According to the Rules the bank, the organization analyzes the identified information security incidents in accordance with internal documents, based on the results of which quarterly, no later than the 30th (thirtieth) day of the month following the reporting quarter, submit to the authorized body in any form information on processed information security incidents, including the following intelligence:

   1) date and time of registration of the information security incident;

   2) the date and time when the information security incident occurred;

   3) description of the information security incident;

   4) category of information security incident;

   5) the amount of damage (in tenge);

   6) last name, first name and patronymic (if any) of the person responsible for processing (collecting, analyzing, taking corrective measures) an information security incident;

  7) a brief description of the actions taken on the information security incident;

  8) status of the information security incident (date and time when the information security incident was closed).

US regulation of financial services security

Safeguards Rule

The Safeguards Rule (Code of Federal Regulations – PART 314 – STANDARDS FOR SAFEGUARDING CUSTOMER INFORMATION) requires financial institutions under FTC jurisdiction to have measures in place to keep customer information secure. In addition to developing their own safeguards, companies covered by the Rule are responsible for taking steps to ensure that their affiliates and service providers safeguard customer information in their care.

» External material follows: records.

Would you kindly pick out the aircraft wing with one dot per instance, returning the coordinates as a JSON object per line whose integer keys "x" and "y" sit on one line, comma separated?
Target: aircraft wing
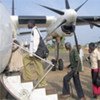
{"x": 41, "y": 21}
{"x": 85, "y": 20}
{"x": 45, "y": 21}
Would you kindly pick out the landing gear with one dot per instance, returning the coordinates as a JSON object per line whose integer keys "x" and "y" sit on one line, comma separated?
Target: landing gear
{"x": 58, "y": 63}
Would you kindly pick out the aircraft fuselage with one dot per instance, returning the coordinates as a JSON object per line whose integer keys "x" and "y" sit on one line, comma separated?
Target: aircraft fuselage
{"x": 5, "y": 37}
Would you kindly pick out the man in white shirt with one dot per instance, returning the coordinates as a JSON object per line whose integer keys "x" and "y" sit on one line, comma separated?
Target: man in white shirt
{"x": 36, "y": 47}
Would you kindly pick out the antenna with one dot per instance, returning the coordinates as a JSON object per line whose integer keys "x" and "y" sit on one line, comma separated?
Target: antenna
{"x": 13, "y": 8}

The Gramm-Leach-Bliley Act (GLBA) requires financial institutions – companies that offer consumers financial products or services like loans, financial or investment advice, or insurance – to explain their information-sharing practices to their customers and to safeguard sensitive data.

Covered entities:

• accountants
• ATM operators
• car rental companies
• courier services
• credit reporting companies
• credit unions
• debt collectors
• financial advisory firms
• hedge funds
• non-bank mortgage lenders
• payday lenders
• property appraisers
• real estate firms
• retailers
• stockbrokers
• tax preparers
• universities
• Others…

Covered data:

• addresses;
• bank account and financial data;
• biometric and related data;
• birth dates;
• car dealers;
• credit history (including property
records or purchasing history);
• education level and academic
performance;
• employment data;
• inferences drawn from other data;
• internet and other electronic
information;
• geolocation data;
• names;
• personal income;
• Social Security data; and
• tax information.

The Bureau of Consumer Financial Protection (CFPB) is an independent bureau within the Federal Reserve System that empowers consumers with the information they need to make financial decisions in the best interests of them and their families. The CFPB was created under the Dodd-Frank Wall Street Reform and Consumer Protection Act (Dodd-Frank Act).

The purpose of the CFPB is to promote fairness and transparency for mortgages, credit cards, and other consumer financial products and services. The CFPB will set and enforce clear, consistent rules that allow banks and other consumer financial services providers to compete on a level playing field and that let consumers see clearly the costs and features of products and services.
The functions of the CFPB to assist people in borrowing money or using other financial services include: implementing and enforcing Federal consumer financial laws; reviewing business practices to ensure that financial services providers are following the law; monitoring the marketplace and taking appropriate action to make sure markets work as transparently as they can for consumers; and establishing a toll-free consumer hotline and website for complaints and questions about consumer financial products and services.

The Sarbanes-Oxley (SOX) act of 2002 is a law passed by U.S Congress to protect investors from financial scams.

The SOX framework outlines best security practices for avoiding fraudulent financial transactions through a system of internal checks.

Recently, SOX has evolved into more than just a framework for ensuring financial record accuracy. It now includes cybersecurity components to ensure financial institutions address common cybersecurity risks that could impact financial activity.